Me: Please take me home.
The ride home was quiet. He didn’t even turn on the stereo to listen to his loud music as usual. I guess we were both lost in thought. I decided to go back to my parents’ house so I could apologize to them for disappearing from the party when they woke up later in the day. As soon as we pulled up to the entrance he said,
Okechukwu: I didn’t mean to upset you tonight Bella. Can we just sleep over this and talk some more in a few days?

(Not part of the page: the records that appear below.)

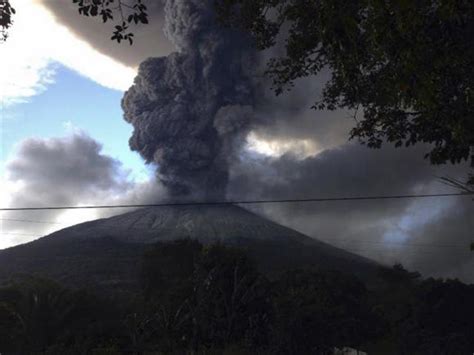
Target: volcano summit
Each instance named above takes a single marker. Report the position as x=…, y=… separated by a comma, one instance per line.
x=107, y=252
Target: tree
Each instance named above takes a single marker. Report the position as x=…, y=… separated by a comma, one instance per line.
x=128, y=12
x=317, y=312
x=406, y=65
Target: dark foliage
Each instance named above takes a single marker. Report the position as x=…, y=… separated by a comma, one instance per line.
x=212, y=299
x=6, y=18
x=131, y=12
x=406, y=65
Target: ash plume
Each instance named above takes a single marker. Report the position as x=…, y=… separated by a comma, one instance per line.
x=192, y=109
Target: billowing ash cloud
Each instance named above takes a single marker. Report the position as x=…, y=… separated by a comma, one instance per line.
x=191, y=109
x=65, y=171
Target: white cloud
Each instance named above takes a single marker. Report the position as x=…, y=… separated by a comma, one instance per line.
x=300, y=148
x=64, y=171
x=37, y=41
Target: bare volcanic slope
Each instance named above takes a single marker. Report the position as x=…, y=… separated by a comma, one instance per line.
x=106, y=252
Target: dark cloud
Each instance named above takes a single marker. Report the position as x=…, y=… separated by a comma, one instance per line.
x=389, y=231
x=192, y=109
x=66, y=171
x=149, y=39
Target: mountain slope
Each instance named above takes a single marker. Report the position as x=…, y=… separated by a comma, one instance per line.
x=106, y=252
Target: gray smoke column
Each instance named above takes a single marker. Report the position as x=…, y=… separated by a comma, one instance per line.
x=192, y=109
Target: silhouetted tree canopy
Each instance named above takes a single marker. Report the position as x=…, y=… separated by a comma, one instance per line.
x=213, y=300
x=403, y=67
x=406, y=66
x=124, y=13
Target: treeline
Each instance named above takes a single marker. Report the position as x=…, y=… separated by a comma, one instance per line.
x=213, y=300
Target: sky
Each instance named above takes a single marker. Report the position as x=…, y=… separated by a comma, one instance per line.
x=64, y=141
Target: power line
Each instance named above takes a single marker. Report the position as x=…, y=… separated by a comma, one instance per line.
x=242, y=202
x=24, y=234
x=27, y=221
x=418, y=245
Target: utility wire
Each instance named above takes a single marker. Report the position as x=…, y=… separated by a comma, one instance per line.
x=27, y=221
x=242, y=202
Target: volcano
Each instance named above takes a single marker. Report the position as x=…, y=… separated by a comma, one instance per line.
x=106, y=253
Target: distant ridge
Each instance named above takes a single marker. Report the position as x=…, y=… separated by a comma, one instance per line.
x=106, y=252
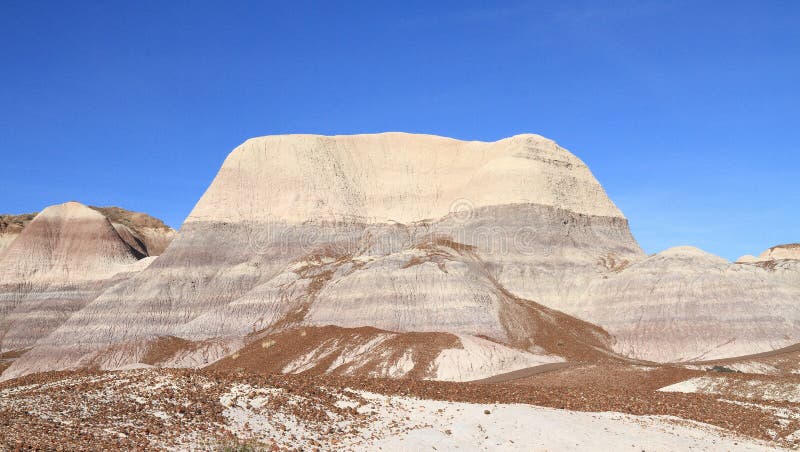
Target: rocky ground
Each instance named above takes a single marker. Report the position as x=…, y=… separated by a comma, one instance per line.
x=574, y=407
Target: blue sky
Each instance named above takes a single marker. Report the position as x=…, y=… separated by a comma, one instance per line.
x=688, y=112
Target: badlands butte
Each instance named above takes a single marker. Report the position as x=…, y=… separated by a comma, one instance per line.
x=410, y=257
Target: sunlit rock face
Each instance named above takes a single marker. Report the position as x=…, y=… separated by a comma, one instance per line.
x=60, y=261
x=403, y=232
x=511, y=247
x=685, y=305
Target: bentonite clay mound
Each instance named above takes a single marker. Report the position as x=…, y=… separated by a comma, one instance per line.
x=62, y=258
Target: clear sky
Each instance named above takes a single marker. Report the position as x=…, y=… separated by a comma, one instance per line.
x=688, y=112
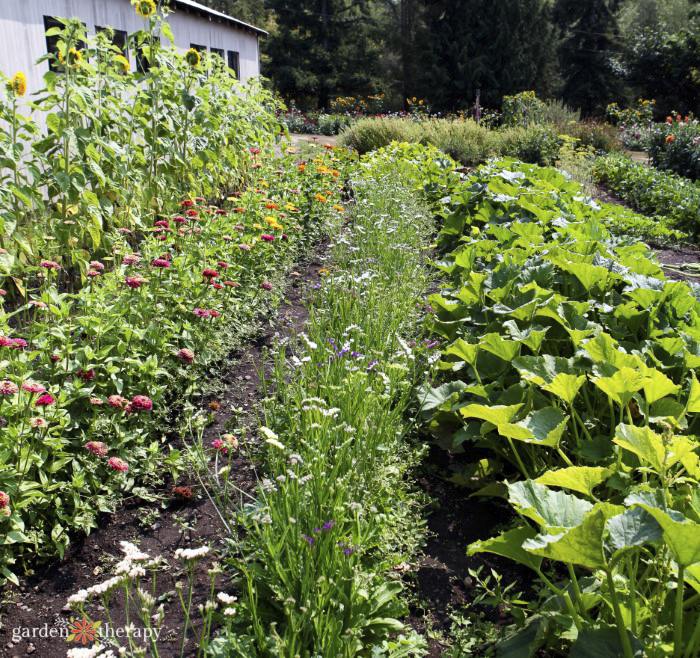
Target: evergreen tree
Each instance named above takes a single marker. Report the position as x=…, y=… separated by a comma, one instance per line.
x=589, y=53
x=324, y=48
x=499, y=48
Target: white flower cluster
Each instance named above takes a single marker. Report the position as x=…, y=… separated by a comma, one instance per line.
x=188, y=554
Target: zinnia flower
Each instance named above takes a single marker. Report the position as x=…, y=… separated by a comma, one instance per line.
x=118, y=464
x=185, y=355
x=98, y=448
x=8, y=388
x=33, y=387
x=116, y=401
x=45, y=400
x=141, y=403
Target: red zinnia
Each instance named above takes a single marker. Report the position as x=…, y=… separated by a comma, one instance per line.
x=97, y=448
x=118, y=464
x=45, y=400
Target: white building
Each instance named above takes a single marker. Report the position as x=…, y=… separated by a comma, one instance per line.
x=23, y=26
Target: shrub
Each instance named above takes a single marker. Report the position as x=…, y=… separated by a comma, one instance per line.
x=650, y=191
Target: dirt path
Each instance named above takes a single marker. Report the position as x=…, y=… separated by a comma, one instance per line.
x=38, y=606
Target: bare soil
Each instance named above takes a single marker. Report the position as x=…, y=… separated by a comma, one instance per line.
x=39, y=603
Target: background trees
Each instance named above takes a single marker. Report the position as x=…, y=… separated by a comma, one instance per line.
x=586, y=52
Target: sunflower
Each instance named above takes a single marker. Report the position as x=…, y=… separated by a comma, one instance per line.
x=19, y=83
x=75, y=57
x=192, y=57
x=123, y=63
x=145, y=8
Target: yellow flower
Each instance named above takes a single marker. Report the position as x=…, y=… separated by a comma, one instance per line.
x=123, y=63
x=19, y=83
x=192, y=57
x=145, y=8
x=75, y=57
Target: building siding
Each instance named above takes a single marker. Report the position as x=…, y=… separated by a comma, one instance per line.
x=22, y=33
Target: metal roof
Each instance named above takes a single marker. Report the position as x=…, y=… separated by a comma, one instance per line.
x=195, y=7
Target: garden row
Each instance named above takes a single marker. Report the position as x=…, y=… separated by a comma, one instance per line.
x=114, y=148
x=567, y=367
x=82, y=372
x=672, y=199
x=311, y=556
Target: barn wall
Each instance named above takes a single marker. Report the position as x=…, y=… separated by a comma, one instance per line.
x=22, y=33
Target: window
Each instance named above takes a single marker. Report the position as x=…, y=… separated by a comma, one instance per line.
x=118, y=39
x=234, y=62
x=52, y=42
x=143, y=65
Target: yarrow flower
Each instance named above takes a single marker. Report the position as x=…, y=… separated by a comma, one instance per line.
x=97, y=448
x=8, y=388
x=118, y=464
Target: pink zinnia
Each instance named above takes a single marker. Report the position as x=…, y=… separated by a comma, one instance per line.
x=141, y=403
x=185, y=355
x=45, y=400
x=33, y=387
x=99, y=449
x=116, y=401
x=118, y=464
x=8, y=388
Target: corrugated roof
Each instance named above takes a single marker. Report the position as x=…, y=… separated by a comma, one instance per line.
x=201, y=9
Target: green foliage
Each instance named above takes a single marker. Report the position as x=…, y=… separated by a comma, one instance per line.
x=565, y=359
x=652, y=192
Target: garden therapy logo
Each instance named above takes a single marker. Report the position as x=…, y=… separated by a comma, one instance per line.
x=83, y=631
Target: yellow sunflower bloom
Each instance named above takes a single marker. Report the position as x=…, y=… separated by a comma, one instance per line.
x=19, y=83
x=145, y=8
x=193, y=58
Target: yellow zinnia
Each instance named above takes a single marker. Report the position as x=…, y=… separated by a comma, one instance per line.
x=145, y=8
x=19, y=83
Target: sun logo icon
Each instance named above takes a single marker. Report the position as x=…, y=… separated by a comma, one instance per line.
x=83, y=631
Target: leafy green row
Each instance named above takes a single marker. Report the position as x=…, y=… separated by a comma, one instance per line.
x=569, y=358
x=650, y=191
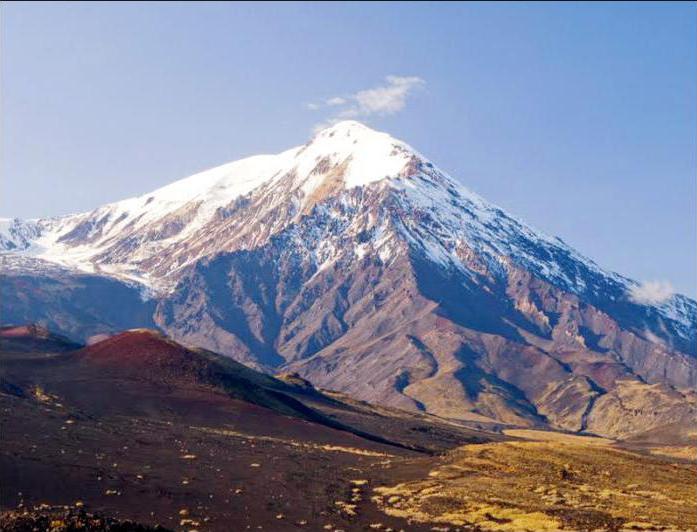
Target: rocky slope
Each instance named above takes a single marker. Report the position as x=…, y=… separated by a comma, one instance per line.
x=356, y=262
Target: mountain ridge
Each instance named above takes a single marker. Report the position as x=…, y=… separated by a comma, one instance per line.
x=355, y=262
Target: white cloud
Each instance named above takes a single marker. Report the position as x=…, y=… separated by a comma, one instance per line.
x=386, y=99
x=651, y=292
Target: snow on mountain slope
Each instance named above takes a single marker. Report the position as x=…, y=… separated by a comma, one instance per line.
x=155, y=237
x=355, y=261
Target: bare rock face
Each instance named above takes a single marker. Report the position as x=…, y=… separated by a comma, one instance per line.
x=357, y=264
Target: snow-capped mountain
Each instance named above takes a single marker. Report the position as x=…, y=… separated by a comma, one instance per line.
x=355, y=261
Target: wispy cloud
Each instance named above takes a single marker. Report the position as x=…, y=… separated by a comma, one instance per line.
x=386, y=99
x=651, y=292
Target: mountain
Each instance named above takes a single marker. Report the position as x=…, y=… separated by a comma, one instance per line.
x=139, y=427
x=356, y=263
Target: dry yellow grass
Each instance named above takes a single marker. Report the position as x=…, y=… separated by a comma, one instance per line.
x=685, y=452
x=557, y=437
x=562, y=483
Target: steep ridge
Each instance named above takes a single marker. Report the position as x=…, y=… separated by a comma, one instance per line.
x=356, y=262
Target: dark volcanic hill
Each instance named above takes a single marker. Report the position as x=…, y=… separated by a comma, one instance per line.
x=355, y=262
x=139, y=427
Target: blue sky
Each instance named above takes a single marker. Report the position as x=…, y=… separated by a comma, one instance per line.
x=578, y=118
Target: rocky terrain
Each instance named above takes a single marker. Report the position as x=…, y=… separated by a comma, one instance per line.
x=355, y=262
x=137, y=432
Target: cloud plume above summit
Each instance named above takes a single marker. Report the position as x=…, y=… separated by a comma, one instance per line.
x=386, y=99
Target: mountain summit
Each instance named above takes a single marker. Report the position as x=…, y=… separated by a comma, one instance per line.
x=355, y=262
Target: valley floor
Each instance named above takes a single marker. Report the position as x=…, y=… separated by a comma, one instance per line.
x=259, y=476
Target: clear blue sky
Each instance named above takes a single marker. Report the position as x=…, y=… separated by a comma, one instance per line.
x=579, y=118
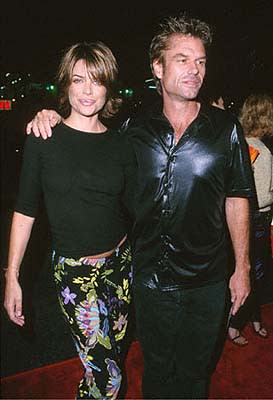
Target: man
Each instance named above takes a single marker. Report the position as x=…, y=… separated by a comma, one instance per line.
x=194, y=180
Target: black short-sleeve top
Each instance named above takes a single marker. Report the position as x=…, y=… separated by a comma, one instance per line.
x=86, y=182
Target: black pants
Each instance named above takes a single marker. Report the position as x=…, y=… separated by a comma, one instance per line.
x=178, y=331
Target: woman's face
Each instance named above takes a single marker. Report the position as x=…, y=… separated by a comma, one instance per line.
x=86, y=96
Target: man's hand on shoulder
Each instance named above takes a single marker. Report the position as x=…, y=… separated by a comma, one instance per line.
x=42, y=123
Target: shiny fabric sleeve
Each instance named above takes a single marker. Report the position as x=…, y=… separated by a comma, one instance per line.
x=240, y=177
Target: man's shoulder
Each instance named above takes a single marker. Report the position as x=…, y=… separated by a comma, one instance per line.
x=220, y=119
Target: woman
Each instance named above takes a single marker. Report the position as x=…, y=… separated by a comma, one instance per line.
x=84, y=173
x=257, y=120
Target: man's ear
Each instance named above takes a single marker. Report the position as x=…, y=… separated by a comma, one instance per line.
x=158, y=69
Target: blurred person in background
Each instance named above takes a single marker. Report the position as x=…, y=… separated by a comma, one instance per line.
x=193, y=175
x=256, y=117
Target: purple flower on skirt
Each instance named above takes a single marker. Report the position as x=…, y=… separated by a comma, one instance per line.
x=68, y=297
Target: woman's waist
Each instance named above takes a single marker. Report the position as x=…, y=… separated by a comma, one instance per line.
x=88, y=251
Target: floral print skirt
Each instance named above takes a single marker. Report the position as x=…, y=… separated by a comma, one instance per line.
x=95, y=297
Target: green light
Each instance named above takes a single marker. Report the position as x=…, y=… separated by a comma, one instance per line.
x=127, y=92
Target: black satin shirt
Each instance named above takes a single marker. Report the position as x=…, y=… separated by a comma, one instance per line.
x=180, y=235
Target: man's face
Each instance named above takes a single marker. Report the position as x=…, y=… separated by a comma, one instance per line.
x=183, y=69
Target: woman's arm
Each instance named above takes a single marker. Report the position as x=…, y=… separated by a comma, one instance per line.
x=20, y=233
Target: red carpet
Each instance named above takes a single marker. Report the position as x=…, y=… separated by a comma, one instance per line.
x=242, y=373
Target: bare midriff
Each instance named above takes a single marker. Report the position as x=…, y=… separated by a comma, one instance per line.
x=106, y=253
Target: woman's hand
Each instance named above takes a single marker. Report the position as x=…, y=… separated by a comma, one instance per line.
x=13, y=298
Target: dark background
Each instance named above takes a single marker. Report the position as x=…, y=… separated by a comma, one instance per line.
x=33, y=34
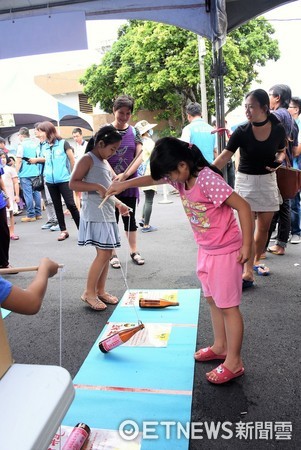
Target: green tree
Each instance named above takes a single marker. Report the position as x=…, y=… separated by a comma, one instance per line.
x=158, y=65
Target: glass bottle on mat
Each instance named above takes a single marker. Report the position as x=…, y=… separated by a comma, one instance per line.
x=161, y=303
x=119, y=338
x=77, y=437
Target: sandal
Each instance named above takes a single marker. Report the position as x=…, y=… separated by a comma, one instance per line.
x=261, y=269
x=206, y=354
x=137, y=259
x=64, y=235
x=94, y=303
x=223, y=375
x=108, y=298
x=280, y=251
x=114, y=262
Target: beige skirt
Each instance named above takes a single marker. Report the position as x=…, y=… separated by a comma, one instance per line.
x=260, y=191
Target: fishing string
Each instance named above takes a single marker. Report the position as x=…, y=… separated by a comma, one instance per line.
x=123, y=272
x=61, y=317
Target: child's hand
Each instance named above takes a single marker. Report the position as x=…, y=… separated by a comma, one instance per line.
x=115, y=188
x=51, y=266
x=120, y=177
x=244, y=254
x=123, y=209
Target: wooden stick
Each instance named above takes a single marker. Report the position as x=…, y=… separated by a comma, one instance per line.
x=23, y=269
x=126, y=170
x=133, y=162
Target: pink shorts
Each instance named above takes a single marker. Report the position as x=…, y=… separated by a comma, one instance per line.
x=221, y=278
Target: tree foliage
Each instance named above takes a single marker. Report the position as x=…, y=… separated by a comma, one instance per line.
x=159, y=66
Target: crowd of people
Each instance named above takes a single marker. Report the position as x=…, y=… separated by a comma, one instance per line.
x=100, y=182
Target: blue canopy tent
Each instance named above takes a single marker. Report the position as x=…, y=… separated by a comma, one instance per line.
x=23, y=23
x=23, y=103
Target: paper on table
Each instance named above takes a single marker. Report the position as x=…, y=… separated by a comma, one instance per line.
x=132, y=298
x=153, y=334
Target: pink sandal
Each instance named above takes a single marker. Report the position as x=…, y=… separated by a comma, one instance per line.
x=224, y=375
x=108, y=298
x=206, y=354
x=94, y=303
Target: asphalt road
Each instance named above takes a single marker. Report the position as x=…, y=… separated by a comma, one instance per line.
x=266, y=398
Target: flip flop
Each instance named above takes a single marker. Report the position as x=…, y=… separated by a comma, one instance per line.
x=206, y=354
x=64, y=235
x=114, y=262
x=224, y=375
x=275, y=252
x=137, y=259
x=262, y=270
x=108, y=298
x=247, y=284
x=94, y=303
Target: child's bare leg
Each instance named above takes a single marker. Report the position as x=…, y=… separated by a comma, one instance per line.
x=220, y=342
x=97, y=268
x=261, y=234
x=100, y=287
x=234, y=329
x=248, y=273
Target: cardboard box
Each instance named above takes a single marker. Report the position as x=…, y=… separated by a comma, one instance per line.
x=6, y=360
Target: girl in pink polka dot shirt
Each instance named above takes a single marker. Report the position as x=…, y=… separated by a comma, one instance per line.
x=224, y=246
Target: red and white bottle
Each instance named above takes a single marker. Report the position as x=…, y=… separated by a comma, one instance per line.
x=77, y=437
x=118, y=338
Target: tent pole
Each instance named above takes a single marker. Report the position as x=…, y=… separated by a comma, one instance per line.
x=218, y=72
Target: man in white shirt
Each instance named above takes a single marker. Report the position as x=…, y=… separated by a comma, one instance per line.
x=199, y=132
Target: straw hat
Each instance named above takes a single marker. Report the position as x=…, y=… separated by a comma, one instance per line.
x=143, y=126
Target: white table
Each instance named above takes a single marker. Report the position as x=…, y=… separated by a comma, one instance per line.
x=33, y=402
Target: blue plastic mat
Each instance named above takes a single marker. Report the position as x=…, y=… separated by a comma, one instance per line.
x=143, y=384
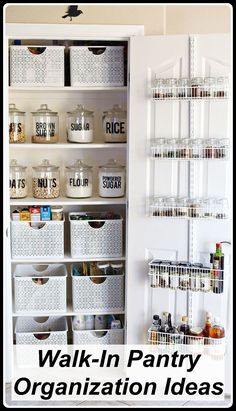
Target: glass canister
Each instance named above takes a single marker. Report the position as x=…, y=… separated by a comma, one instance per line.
x=78, y=180
x=46, y=180
x=80, y=125
x=45, y=125
x=17, y=180
x=111, y=179
x=16, y=125
x=115, y=125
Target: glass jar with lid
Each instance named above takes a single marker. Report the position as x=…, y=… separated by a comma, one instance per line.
x=78, y=180
x=16, y=125
x=111, y=179
x=45, y=125
x=115, y=125
x=46, y=180
x=80, y=125
x=17, y=180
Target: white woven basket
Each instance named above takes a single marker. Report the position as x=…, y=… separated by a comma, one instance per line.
x=88, y=337
x=31, y=296
x=31, y=242
x=28, y=330
x=89, y=242
x=92, y=297
x=36, y=70
x=96, y=70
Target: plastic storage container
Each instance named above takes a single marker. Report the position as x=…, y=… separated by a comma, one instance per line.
x=91, y=297
x=98, y=238
x=115, y=125
x=17, y=180
x=40, y=288
x=45, y=125
x=16, y=125
x=37, y=66
x=78, y=180
x=80, y=125
x=111, y=179
x=97, y=66
x=41, y=330
x=46, y=180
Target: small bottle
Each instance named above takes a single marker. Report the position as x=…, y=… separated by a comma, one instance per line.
x=217, y=330
x=156, y=326
x=208, y=324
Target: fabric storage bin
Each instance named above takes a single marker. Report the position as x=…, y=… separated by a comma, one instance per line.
x=30, y=242
x=97, y=66
x=89, y=242
x=88, y=337
x=41, y=330
x=30, y=69
x=40, y=288
x=91, y=297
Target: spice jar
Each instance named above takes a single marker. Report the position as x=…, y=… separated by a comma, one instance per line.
x=78, y=180
x=16, y=125
x=45, y=125
x=196, y=87
x=115, y=125
x=80, y=125
x=111, y=179
x=46, y=180
x=17, y=180
x=57, y=213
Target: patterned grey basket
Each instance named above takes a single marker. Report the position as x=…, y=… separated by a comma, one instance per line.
x=93, y=297
x=40, y=288
x=89, y=242
x=88, y=337
x=52, y=330
x=31, y=242
x=88, y=69
x=29, y=69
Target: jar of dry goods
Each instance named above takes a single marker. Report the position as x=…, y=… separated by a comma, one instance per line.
x=45, y=125
x=115, y=125
x=80, y=125
x=16, y=125
x=17, y=180
x=78, y=180
x=46, y=180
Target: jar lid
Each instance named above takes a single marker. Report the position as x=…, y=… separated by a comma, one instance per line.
x=111, y=165
x=116, y=109
x=13, y=109
x=196, y=330
x=17, y=167
x=81, y=110
x=44, y=110
x=79, y=166
x=45, y=166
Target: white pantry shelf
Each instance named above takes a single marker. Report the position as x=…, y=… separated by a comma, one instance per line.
x=67, y=146
x=66, y=259
x=28, y=201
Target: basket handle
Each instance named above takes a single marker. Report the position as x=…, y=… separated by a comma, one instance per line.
x=97, y=50
x=36, y=50
x=43, y=336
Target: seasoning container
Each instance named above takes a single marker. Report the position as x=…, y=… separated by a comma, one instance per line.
x=16, y=125
x=196, y=87
x=115, y=125
x=46, y=180
x=78, y=180
x=57, y=213
x=45, y=125
x=17, y=180
x=111, y=179
x=116, y=268
x=80, y=125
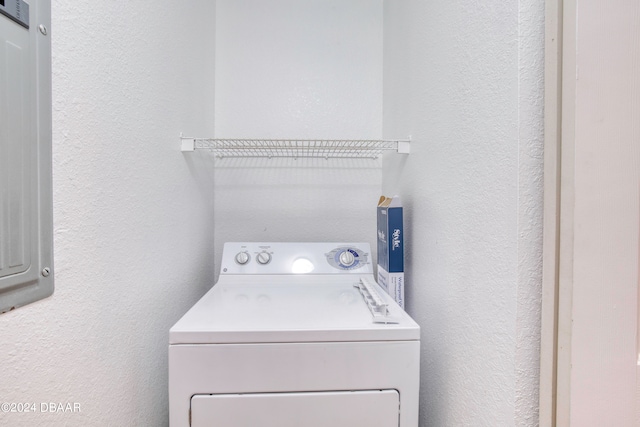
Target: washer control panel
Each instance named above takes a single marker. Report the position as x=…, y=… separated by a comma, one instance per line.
x=295, y=258
x=347, y=258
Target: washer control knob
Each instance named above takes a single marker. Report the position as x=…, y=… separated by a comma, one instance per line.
x=263, y=257
x=347, y=259
x=242, y=257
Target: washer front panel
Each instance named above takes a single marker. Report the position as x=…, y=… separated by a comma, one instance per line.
x=379, y=408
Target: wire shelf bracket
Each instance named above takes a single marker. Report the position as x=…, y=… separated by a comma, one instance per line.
x=295, y=148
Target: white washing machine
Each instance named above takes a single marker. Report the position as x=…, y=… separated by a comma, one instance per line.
x=295, y=335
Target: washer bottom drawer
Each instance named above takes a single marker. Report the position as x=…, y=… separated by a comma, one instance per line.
x=371, y=408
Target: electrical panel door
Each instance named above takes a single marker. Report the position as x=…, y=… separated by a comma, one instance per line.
x=26, y=230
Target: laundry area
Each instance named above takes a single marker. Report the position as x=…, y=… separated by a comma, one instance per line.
x=140, y=223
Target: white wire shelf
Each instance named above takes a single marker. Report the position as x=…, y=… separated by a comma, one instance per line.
x=295, y=148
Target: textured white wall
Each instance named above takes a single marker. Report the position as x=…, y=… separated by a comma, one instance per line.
x=291, y=69
x=464, y=79
x=133, y=221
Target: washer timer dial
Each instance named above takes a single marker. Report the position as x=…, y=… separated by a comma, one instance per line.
x=347, y=258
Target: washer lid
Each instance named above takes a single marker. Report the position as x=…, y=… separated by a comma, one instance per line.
x=289, y=309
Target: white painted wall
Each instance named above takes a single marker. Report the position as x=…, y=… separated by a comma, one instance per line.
x=465, y=80
x=291, y=69
x=132, y=216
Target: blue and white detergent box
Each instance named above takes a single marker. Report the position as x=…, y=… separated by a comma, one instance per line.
x=391, y=247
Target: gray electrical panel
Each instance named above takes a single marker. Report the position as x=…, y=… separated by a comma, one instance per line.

The nerves…a few days??? Was that his way of asking for a break. I fought the tears that were threatening to start spilling down, got out of the car and slammed the door behind me.
When I got into the compound, my dad was outside sitting in a chair on the terrace, smoking a cigarette.
My Daddy: Where have you been Madam?
Me: I’m sorry dad. My friend came over, we went for a drive and I lost track of time.
My Daddy: A drive that lasted till 4am in the morning?
It wasn’t even 4am yet but I knew pointing that out to him would incur more wrath than whatever was coming.
Me: I’m sorry dad we lost track of time.
My Daddy: I don’t want you seeing Okechukwu anymore.
I was shocked! Had my stepmom told him about us?
My Daddy: You think you can be gallivanting around town with a boy and I won’t know? I own this town!
Me: Dad you haven’t even met him and you don’t want me seeing him. That’s not fair.
My Daddy: I don’t need to meet him, I know all I need to know about him and I have made my decision.
He picked up a file and handed it to me.
My Daddy: There it is! All you need to know about your knight…apparently he has a couple of chinks in his armour you are not aware of.
He put out his cigarette and left me outside. I held the file in my hand…the file that was Pandora’s Box. I didn’t know what to do. Was there really anything in there that could change the way I felt about him and considering the way things were between us, wasn’t it better to just let things be and move on with an untainted memory of who he had been to me?
To open or not to open that was the question.